After hearing about her family’s situation, the lawyer told My that there was no way to save her son.
She hopelessly went to Chi Hoa Prison to meet her son, but the visiting hours were over. She lay down on the ground near a tree and cried. Passersby asked why she was crying and guided her to a law office in front of the prison.
Lawyer Nguyen Kim Lien listened to her story and recommended her to lodge an appeal to lighten her son’s penalty. However, the appeal court refused her petition and kept the death sentence unchanged.
“She came to meet me, wept bitterly and said that there was no hope and earnestly asked me to take Tai’s body after he dies.
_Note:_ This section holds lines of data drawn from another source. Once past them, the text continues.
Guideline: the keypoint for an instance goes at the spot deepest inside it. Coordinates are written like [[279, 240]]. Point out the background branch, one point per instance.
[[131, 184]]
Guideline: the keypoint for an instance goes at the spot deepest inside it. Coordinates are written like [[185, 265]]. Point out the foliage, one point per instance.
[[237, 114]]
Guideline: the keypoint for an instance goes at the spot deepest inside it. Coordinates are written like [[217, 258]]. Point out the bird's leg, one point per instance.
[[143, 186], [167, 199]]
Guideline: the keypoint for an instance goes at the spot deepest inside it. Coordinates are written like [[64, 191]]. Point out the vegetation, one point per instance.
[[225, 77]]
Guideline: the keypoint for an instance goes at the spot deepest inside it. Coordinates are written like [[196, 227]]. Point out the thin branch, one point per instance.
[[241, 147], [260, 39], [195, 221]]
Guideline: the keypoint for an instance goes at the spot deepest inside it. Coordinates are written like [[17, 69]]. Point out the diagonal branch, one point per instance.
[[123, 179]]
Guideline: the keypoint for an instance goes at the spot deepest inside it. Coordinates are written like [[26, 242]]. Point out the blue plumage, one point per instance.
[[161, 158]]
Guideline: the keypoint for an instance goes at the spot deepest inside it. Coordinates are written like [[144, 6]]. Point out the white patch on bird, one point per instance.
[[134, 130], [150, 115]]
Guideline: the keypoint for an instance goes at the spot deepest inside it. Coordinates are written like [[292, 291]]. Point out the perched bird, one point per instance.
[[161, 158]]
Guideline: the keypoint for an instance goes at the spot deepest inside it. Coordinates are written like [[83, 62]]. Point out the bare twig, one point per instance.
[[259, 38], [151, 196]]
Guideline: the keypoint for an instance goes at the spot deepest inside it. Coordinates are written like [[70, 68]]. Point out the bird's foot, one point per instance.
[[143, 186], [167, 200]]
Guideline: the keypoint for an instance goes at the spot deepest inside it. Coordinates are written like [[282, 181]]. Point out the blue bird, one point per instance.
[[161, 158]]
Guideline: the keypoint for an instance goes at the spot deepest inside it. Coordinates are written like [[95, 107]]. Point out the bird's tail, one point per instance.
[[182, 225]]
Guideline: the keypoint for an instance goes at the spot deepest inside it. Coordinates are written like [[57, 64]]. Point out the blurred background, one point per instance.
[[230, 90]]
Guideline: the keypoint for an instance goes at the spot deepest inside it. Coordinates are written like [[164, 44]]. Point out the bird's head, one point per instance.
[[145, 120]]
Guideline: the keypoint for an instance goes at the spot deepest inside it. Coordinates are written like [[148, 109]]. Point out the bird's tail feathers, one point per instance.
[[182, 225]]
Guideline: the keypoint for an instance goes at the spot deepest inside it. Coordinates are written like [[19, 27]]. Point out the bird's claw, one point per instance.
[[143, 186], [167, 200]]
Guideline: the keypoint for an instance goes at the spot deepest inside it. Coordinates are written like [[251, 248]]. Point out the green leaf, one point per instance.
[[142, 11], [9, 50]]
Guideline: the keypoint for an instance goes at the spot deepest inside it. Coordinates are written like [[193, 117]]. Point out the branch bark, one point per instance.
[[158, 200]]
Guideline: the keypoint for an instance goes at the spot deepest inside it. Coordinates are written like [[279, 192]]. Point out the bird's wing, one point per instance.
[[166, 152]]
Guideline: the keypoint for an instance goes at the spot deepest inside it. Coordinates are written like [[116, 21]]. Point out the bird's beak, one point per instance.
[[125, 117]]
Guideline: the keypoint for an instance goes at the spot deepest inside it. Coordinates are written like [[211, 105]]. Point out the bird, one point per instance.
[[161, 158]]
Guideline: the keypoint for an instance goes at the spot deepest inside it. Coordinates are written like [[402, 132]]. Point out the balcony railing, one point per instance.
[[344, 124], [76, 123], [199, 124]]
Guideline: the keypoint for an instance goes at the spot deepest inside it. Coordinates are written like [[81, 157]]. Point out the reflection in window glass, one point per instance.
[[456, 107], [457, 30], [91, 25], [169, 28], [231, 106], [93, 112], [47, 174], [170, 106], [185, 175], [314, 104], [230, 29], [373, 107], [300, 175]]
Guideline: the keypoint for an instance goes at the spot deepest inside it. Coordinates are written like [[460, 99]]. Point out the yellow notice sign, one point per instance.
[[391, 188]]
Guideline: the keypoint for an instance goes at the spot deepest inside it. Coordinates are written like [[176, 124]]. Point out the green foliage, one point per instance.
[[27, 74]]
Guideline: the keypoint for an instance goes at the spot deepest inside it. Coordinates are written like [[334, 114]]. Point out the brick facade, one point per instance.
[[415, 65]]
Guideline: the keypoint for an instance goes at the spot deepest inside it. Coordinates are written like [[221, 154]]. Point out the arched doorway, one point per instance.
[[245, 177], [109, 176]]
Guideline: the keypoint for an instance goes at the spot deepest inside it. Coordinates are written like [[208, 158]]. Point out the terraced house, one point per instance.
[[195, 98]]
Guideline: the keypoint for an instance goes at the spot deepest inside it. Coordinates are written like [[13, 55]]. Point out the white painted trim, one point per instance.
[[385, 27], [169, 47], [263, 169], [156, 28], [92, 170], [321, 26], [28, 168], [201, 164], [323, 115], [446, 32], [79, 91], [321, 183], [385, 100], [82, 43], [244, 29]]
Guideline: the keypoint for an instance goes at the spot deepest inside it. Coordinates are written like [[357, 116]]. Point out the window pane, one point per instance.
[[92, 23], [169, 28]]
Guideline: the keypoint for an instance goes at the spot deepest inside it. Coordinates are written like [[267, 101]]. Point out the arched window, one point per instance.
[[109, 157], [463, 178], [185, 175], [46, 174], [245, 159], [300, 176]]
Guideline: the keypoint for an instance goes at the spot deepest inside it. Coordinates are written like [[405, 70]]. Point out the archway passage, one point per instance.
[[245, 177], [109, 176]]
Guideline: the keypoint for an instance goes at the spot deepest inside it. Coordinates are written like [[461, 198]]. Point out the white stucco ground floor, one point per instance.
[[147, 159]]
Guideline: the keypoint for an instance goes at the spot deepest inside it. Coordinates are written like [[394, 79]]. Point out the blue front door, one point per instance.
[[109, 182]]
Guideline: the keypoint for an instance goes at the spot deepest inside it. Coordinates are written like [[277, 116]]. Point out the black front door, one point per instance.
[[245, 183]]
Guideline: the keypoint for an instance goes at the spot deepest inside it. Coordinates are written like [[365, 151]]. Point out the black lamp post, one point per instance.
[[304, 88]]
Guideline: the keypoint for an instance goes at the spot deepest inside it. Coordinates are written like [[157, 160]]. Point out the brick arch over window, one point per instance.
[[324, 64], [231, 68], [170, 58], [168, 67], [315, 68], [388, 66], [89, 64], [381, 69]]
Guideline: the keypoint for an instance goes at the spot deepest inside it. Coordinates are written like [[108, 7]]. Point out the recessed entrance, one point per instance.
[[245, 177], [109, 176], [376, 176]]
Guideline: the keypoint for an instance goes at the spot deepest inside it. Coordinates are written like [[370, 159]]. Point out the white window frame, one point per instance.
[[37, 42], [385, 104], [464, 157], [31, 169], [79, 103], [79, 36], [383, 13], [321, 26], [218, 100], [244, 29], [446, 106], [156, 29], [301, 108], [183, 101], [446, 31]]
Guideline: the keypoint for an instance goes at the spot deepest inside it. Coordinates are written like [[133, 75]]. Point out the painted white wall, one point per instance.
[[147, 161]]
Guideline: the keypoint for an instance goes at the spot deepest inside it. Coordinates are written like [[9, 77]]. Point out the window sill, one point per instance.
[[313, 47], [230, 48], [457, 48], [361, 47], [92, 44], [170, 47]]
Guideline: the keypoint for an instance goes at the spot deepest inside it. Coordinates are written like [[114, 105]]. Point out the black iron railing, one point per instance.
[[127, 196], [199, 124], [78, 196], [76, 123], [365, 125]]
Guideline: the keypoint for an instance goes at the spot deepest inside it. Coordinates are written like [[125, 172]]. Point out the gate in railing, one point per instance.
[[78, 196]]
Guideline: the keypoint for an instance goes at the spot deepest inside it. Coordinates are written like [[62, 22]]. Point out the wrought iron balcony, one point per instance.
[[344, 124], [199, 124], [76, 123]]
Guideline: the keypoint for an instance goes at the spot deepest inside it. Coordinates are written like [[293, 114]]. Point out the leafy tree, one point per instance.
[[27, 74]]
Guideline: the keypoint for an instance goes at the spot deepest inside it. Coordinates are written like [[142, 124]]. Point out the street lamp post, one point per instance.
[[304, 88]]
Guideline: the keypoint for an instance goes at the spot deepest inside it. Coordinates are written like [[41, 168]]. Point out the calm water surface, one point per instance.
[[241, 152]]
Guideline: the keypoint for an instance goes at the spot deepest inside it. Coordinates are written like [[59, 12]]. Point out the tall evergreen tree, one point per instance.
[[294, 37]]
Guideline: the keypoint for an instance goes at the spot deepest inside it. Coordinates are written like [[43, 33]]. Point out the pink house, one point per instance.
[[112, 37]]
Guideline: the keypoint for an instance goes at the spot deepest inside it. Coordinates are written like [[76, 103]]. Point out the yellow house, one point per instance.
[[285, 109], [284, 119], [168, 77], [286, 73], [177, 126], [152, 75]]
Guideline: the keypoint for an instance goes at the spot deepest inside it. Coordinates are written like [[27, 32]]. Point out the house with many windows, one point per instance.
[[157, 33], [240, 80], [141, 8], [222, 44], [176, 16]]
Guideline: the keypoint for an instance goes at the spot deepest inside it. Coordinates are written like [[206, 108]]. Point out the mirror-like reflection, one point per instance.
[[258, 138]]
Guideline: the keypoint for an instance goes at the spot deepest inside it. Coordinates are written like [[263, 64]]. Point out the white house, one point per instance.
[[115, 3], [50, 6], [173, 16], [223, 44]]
She wanted to bury him near his grandparents in Cu Chi District,” Lien recalled.
Unceasing efforts
Lien then advised her to send an amnesty application to the State President to commute the death sentence to a life sentence. My thus prepared an application with the signatures of hundreds of her neighbors.
Lien flew to Hanoi and helped My submit the application, but there was no response. The second application, which My sent through the post office, went unanswered as well.
My thought there was no more hope, and when she visited her son they both cried. From then on, she went to Ba Chieu Post Office every week to send amnesty applications to the President.
While Tai was waiting for his sentence’s implementation, My still had to purchase scraps and waste material to earn a living for her family. When she passed by, people spoke in low voices, and some asked, “Has your son been tried, could you take his body?”
Such words hurt her deeply, she said.
Unexpectedly, My’s wish came true as the President agreed to mitigate her son’s death sentence to a life sentence.
She happily smiled and kept telling Lien, the lawyer, that she was so happy, and that she was unimaginably surprised.